Pour conclure, voyons ensemble quelles vont être nos principales priorités pour l’avenir.

3.  La feuille de route stratégique de la BEI

Depuis mon arrivée à la présidence de la Banque européenne d’investissement en janvier, j’ai collaboré très activement avec nos actionnaires, c’est-à-dire les États membres de l’UE, et d’autres parties prenantes clés pour définir nos priorités.

J’ai récemment rencontré le Premier ministre irlandais. Dans les semaines à venir, je m’entretiendrai avec le Président Macron ainsi qu’avec les Premiers ministres Tusk et Montenegro, en Pologne et au Portugal.

Ce que je constate dans toutes ces réunions, c’est qu’un appel est adressé à la Banque européenne d’investissement, pour qu’elle joue un rôle important dans la mobilisation de capitaux privés – ce rôle de catalyseur dont vous venez de parler, Margaritis – et dans le soutien aux investissements publics. Et je vois également que les projets que nous déployons au sein du Groupe correspondent aux priorités de nos dirigeants.

Alors que devrons-nous faire pour l’avenir ? Nous devrons nous appuyer sur nos atouts : un bilan de 600 milliards d’euros, une très solide note AAA basée sur un portefeuille très robuste, un savoir-faire technique inégalé, et une expérience hors pair en matière de financement des grandes infrastructures, de l’action pour le climat et de l’innovation. La capacité de mobiliser des capitaux et également de tirer parti des mandats mis à disposition au titre du budget de l’UE pour répondre à nos priorités communes. La capacité de mobiliser le capital du Groupe et, partant, les contributions des États membres.

Sur cette base, nous devons déployer tout notre potentiel et maximiser notre impact, en nous concentrant sur huit priorités essentielles :

1.  Consolider notre rôle en tant que banque du climat.

2.  Accélérer la transformation numérique et l’innovation technologique en Europe.

3.  Contribuer au renforcement de l’industrie européenne de la sécurité et de la défense.

4.  Soutenir la chaîne de valeur de l’agriculture, de l’agroalimentaire et de la bioéconomie.

5.  Promouvoir la cohésion sociale et territoriale. Une priorité très importante de l’Union, de la Banque européenne d’investissement, extrêmement critique sous l’angle de la politique, également.

6.  Renforcer les infrastructures sociales. Je pense ici à la santé et à l’éducation.

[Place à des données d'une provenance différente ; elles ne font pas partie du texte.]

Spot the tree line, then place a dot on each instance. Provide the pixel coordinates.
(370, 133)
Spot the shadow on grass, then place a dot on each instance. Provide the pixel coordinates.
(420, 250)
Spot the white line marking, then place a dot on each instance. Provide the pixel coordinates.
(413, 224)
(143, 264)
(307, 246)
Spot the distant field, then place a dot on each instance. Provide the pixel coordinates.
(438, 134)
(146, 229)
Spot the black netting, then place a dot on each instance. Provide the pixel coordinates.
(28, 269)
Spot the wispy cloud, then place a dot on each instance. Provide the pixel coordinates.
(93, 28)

Et aussi au logement, une priorité absolue dans un si grand nombre de nos États membres.

7.  Concentrer nos actions en dehors de l’UE sur l’impact, en alignant les investissements sur les priorités politiques.

8.  Et enfin, la huitième priorité est que la BEI contribue à l’union des marchés des capitaux.

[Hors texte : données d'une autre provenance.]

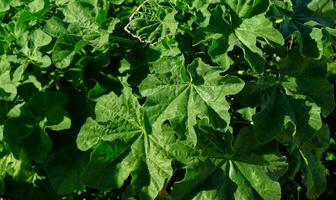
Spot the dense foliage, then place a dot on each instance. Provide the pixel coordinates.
(166, 99)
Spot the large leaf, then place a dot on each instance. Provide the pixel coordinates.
(124, 146)
(244, 174)
(183, 96)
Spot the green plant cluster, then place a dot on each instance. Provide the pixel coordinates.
(165, 99)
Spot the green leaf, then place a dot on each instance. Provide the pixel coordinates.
(67, 160)
(153, 21)
(243, 175)
(124, 145)
(200, 96)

Ces priorités s’inscrivent dans le droit fil des objectifs des dirigeants européens en matière de compétitivité, d’autonomie stratégique et de sécurité économique...

Et il est clair que la réussite économique peut assurément contribuer à faire entendre la voix de l’Europe dans le nouvel ordre mondial et nous aider à relever les défis géopolitiques.

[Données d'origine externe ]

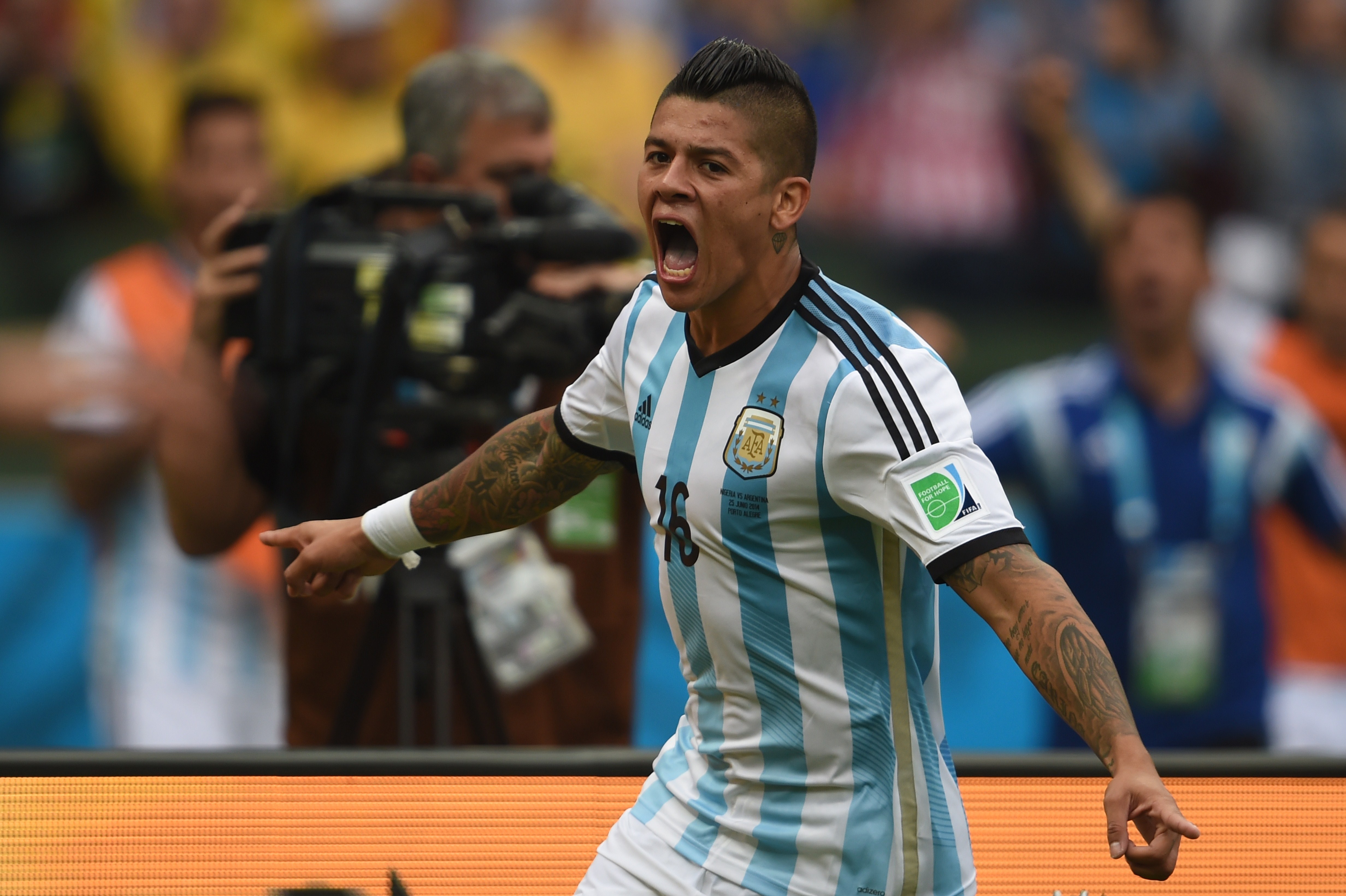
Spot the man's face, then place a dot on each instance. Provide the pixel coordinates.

Revenons un instant sur mes premières remarques concernant l’état du monde des points de vue économique et géopolitique : ces deux aspects sont liés l’un à l’autre, et le Groupe Banque européenne d’investissement peut effectivement apporter une contribution des deux côtés de cette équation. En fin de compte, ces politiques et objectifs sont tous interdépendants et visent à garantir que l’UE réponde aux attentes des citoyennes et des citoyens en matière de paix, de sécurité, de stabilité et de prospérité.

Afin de contribuer à un monde meilleur et de faire en sorte que l’Europe reste le meilleur endroit où vivre et prospérer pour les générations futures.

Permettez-moi de conclure sur cette note positive, en vous remerciant pour votre attention. J’attends à présent vos questions, auxquelles je répondrai avec grand plaisir.